This repository contains open source code for the bachelor thesis 'GPU-Berechnung von genetischen Verwandtschaftsmatrizen durch Warp-Level-Matrixmultiplikation' submitted on 27th of June 2022.
- R 4.0 or higher
- gcc 11.0 or higher
- CUDA 11.6 or higher
- NVIDIA GPU of compute capability 8.0 or higher (Ampere architecture or newer)
- A local copy of CUTLASS (https://github.com/NVIDIA/cutlass)
- R CMD INSTALL RandomFieldsUtils --configure-args="USE_GPU=yes USE_AVX=yes"
- R CMD INSTALL miraculix --configure-args="CXX_FLAGS='-mavx2 -DGPU_DEV' USE_GPU='yes'"

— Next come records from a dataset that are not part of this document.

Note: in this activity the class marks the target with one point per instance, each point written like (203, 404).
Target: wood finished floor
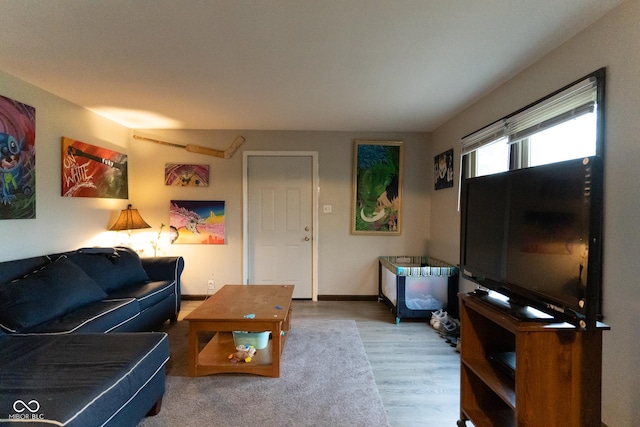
(416, 371)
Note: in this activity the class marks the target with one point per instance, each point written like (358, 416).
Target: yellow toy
(243, 353)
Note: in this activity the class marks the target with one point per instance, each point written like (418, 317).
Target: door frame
(314, 211)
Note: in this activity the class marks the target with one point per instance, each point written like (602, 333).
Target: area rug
(325, 380)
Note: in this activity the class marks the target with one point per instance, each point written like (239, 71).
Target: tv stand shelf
(557, 380)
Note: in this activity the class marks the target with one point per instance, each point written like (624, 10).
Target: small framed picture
(443, 170)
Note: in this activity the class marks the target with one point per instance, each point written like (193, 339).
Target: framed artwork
(17, 160)
(90, 171)
(377, 187)
(197, 222)
(182, 175)
(443, 170)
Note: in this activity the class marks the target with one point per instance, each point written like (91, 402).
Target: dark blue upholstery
(123, 380)
(65, 285)
(70, 357)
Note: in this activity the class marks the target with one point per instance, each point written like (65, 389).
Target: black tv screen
(535, 235)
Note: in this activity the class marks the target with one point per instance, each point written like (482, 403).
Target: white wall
(614, 42)
(347, 263)
(61, 223)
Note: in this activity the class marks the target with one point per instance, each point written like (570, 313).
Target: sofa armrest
(165, 268)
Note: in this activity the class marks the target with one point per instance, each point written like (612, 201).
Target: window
(565, 125)
(569, 140)
(493, 158)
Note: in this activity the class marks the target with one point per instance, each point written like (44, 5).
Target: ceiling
(337, 65)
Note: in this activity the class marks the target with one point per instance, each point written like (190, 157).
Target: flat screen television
(534, 235)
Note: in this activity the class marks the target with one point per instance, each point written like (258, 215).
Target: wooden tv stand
(557, 381)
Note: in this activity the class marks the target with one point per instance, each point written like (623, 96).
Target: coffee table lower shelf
(214, 358)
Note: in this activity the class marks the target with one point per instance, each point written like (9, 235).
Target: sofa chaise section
(81, 380)
(89, 290)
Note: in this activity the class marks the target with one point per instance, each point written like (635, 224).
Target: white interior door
(279, 218)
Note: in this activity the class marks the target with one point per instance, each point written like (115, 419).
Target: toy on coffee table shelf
(243, 353)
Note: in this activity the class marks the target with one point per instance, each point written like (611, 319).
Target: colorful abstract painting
(17, 160)
(90, 171)
(199, 222)
(377, 187)
(186, 175)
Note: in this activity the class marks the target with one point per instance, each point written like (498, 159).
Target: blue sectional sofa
(76, 347)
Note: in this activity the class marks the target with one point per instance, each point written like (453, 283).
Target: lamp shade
(129, 219)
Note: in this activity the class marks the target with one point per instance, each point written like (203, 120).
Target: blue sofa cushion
(80, 380)
(99, 316)
(147, 294)
(45, 294)
(111, 268)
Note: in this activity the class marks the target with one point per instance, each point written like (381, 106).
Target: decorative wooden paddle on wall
(224, 154)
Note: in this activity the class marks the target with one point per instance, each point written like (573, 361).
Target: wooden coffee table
(252, 308)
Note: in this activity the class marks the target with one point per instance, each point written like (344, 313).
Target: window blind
(569, 103)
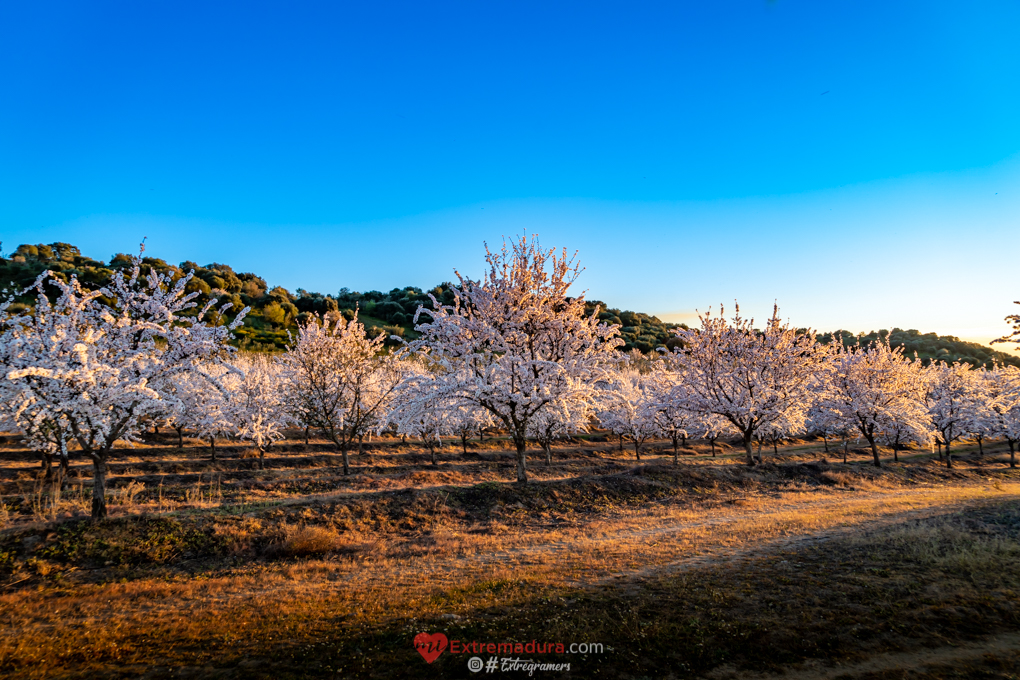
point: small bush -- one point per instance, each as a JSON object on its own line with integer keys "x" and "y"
{"x": 305, "y": 541}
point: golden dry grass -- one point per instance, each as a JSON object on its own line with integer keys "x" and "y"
{"x": 274, "y": 574}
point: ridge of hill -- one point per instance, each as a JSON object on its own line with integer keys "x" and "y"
{"x": 276, "y": 310}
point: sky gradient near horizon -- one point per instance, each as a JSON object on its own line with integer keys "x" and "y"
{"x": 858, "y": 162}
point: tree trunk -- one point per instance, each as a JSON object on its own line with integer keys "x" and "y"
{"x": 521, "y": 445}
{"x": 99, "y": 488}
{"x": 47, "y": 466}
{"x": 874, "y": 451}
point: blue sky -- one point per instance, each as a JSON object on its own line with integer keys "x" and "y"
{"x": 857, "y": 161}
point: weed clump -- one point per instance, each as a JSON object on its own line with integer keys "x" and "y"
{"x": 306, "y": 540}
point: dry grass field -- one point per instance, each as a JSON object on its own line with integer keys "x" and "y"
{"x": 800, "y": 568}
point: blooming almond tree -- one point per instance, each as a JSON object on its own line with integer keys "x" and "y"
{"x": 954, "y": 391}
{"x": 259, "y": 407}
{"x": 96, "y": 359}
{"x": 1002, "y": 389}
{"x": 515, "y": 343}
{"x": 668, "y": 409}
{"x": 753, "y": 378}
{"x": 207, "y": 398}
{"x": 419, "y": 409}
{"x": 868, "y": 388}
{"x": 467, "y": 419}
{"x": 559, "y": 419}
{"x": 341, "y": 380}
{"x": 627, "y": 409}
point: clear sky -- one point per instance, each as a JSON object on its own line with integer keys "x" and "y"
{"x": 857, "y": 161}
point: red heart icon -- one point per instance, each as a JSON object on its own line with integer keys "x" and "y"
{"x": 429, "y": 645}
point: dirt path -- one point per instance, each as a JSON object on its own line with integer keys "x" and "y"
{"x": 704, "y": 538}
{"x": 941, "y": 662}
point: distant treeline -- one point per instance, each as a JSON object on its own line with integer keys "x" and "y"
{"x": 276, "y": 310}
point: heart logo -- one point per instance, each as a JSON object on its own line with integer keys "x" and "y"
{"x": 429, "y": 645}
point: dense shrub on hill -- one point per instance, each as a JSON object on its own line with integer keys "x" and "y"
{"x": 276, "y": 310}
{"x": 928, "y": 347}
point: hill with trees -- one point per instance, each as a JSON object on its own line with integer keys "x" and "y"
{"x": 274, "y": 311}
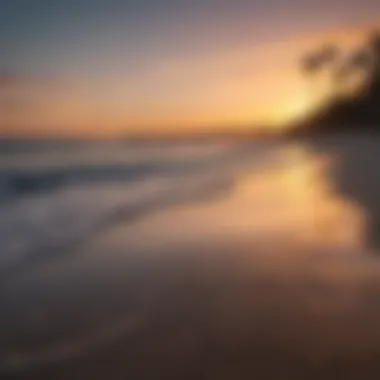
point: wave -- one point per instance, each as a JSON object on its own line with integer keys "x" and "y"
{"x": 34, "y": 228}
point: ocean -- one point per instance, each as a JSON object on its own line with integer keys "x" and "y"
{"x": 190, "y": 259}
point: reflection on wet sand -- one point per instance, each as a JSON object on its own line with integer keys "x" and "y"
{"x": 272, "y": 282}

- miraculix contains all functions for the calculation of the genomic relationship matrix. GPU code can be found in files starting with the 'mma' prefix.

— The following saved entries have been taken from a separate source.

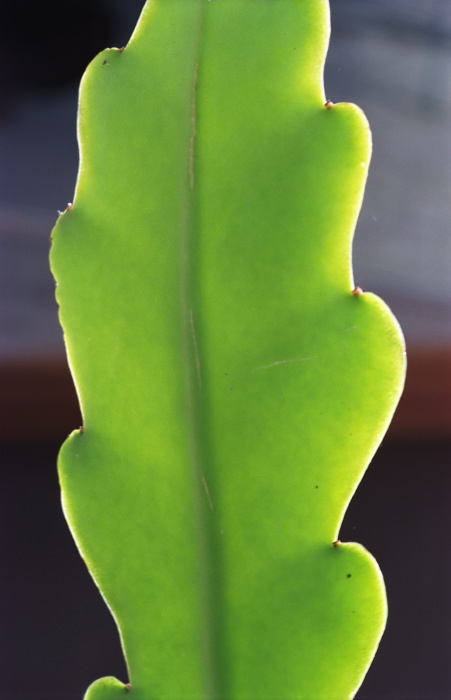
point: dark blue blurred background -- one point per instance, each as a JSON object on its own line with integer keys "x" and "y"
{"x": 391, "y": 57}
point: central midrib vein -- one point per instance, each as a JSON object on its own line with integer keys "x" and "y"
{"x": 208, "y": 564}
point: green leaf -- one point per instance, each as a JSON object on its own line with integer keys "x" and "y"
{"x": 233, "y": 387}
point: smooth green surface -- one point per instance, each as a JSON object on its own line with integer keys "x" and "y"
{"x": 233, "y": 388}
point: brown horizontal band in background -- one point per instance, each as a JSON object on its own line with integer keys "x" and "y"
{"x": 38, "y": 401}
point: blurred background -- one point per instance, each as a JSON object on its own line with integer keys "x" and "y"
{"x": 392, "y": 58}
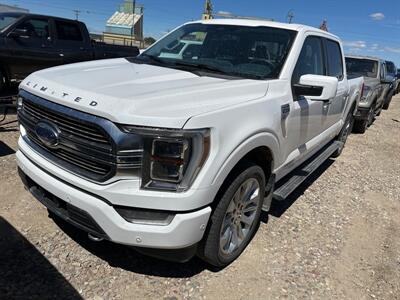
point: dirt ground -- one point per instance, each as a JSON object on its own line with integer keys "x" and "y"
{"x": 336, "y": 237}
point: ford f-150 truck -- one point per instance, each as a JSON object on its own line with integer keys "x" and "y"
{"x": 30, "y": 43}
{"x": 373, "y": 97}
{"x": 178, "y": 156}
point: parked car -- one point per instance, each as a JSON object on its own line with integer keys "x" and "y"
{"x": 29, "y": 43}
{"x": 390, "y": 86}
{"x": 374, "y": 72}
{"x": 178, "y": 156}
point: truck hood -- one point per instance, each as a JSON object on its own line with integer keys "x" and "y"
{"x": 140, "y": 94}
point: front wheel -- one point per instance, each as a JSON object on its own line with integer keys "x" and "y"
{"x": 344, "y": 134}
{"x": 236, "y": 217}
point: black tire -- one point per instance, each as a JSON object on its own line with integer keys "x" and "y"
{"x": 344, "y": 134}
{"x": 209, "y": 249}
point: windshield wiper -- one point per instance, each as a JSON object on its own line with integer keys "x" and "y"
{"x": 153, "y": 58}
{"x": 196, "y": 67}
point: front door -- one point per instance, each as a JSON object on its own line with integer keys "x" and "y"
{"x": 336, "y": 106}
{"x": 307, "y": 116}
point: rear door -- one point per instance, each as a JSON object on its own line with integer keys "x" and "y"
{"x": 33, "y": 51}
{"x": 73, "y": 45}
{"x": 334, "y": 108}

- R files in the main folder provide benchmarks, use-cases and syntax hints.
The custom CUDA kernel does not work properly yet.

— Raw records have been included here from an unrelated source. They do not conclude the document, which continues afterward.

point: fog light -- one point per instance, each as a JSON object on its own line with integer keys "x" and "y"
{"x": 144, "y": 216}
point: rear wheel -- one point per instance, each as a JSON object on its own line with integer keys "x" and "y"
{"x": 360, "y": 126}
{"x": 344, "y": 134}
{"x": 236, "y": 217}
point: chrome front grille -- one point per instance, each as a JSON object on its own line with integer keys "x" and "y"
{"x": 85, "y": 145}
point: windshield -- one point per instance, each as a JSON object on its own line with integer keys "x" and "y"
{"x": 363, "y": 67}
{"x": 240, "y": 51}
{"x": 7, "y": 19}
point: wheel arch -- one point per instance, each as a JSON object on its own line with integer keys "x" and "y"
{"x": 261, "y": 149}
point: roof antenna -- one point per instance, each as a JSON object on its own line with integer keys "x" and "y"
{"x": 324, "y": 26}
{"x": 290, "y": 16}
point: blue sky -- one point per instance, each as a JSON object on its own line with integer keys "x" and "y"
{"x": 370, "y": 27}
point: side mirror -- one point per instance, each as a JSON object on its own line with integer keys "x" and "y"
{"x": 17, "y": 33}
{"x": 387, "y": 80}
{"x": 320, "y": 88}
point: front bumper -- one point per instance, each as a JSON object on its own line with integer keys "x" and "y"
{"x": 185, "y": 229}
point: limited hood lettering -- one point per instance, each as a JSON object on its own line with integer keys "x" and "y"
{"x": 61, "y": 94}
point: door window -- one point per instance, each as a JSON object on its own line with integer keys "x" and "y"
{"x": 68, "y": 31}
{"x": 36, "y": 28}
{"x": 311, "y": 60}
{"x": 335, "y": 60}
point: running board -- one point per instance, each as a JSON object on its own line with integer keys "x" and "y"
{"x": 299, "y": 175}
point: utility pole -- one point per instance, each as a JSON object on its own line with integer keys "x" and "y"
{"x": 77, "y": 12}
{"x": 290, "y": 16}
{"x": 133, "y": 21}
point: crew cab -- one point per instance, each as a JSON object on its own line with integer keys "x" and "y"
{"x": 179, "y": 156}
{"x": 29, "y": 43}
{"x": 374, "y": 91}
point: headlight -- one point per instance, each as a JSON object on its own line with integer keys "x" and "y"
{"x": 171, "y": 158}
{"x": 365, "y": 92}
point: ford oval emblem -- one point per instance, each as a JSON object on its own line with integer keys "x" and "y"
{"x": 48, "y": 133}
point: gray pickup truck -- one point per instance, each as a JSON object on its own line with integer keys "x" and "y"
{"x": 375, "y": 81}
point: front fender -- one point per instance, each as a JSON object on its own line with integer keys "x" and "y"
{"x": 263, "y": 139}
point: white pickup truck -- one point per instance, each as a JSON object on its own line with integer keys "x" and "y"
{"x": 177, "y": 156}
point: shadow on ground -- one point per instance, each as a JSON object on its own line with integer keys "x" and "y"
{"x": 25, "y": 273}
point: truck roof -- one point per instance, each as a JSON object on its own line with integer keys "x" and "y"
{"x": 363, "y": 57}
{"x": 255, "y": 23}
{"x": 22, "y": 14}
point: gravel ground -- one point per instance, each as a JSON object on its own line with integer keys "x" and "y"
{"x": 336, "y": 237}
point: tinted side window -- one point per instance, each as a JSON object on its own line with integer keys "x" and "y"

Explanation and example of tensor core usage and warp-level-gemm https://developer.download.nvidia.com/video/gputechconf/gtc/2020/presentations/s21745-developing-cuda-kernels-to-push-tensor-cores-to-the-absolute-limit-on-nvidia-a100.pdf
For an overview of the functionality provided by cutlass https://github.com/NVIDIA/cutlass/blob/master/media/docs/functionality.md
Template for 1-bit matrix multiplication (XOR) https://github.com/NVIDIA/cutlass/blob/master/test/unit/gemm/device/gemm_b1t_b1n_s32n_tensor_op_s32_sm75.cu
Template for custom kernel https://github.com/NVIDIA/cuda-samples/blob/b312abaa07ffdc1ba6e3d44a9bc1a8e89149c20b/Samples/3_CUDA_Features/cudaTensorCoreGemm/cudaTensorCoreGemm.cu
"Did you write the GPU implementation yet?" – "Not one bit!"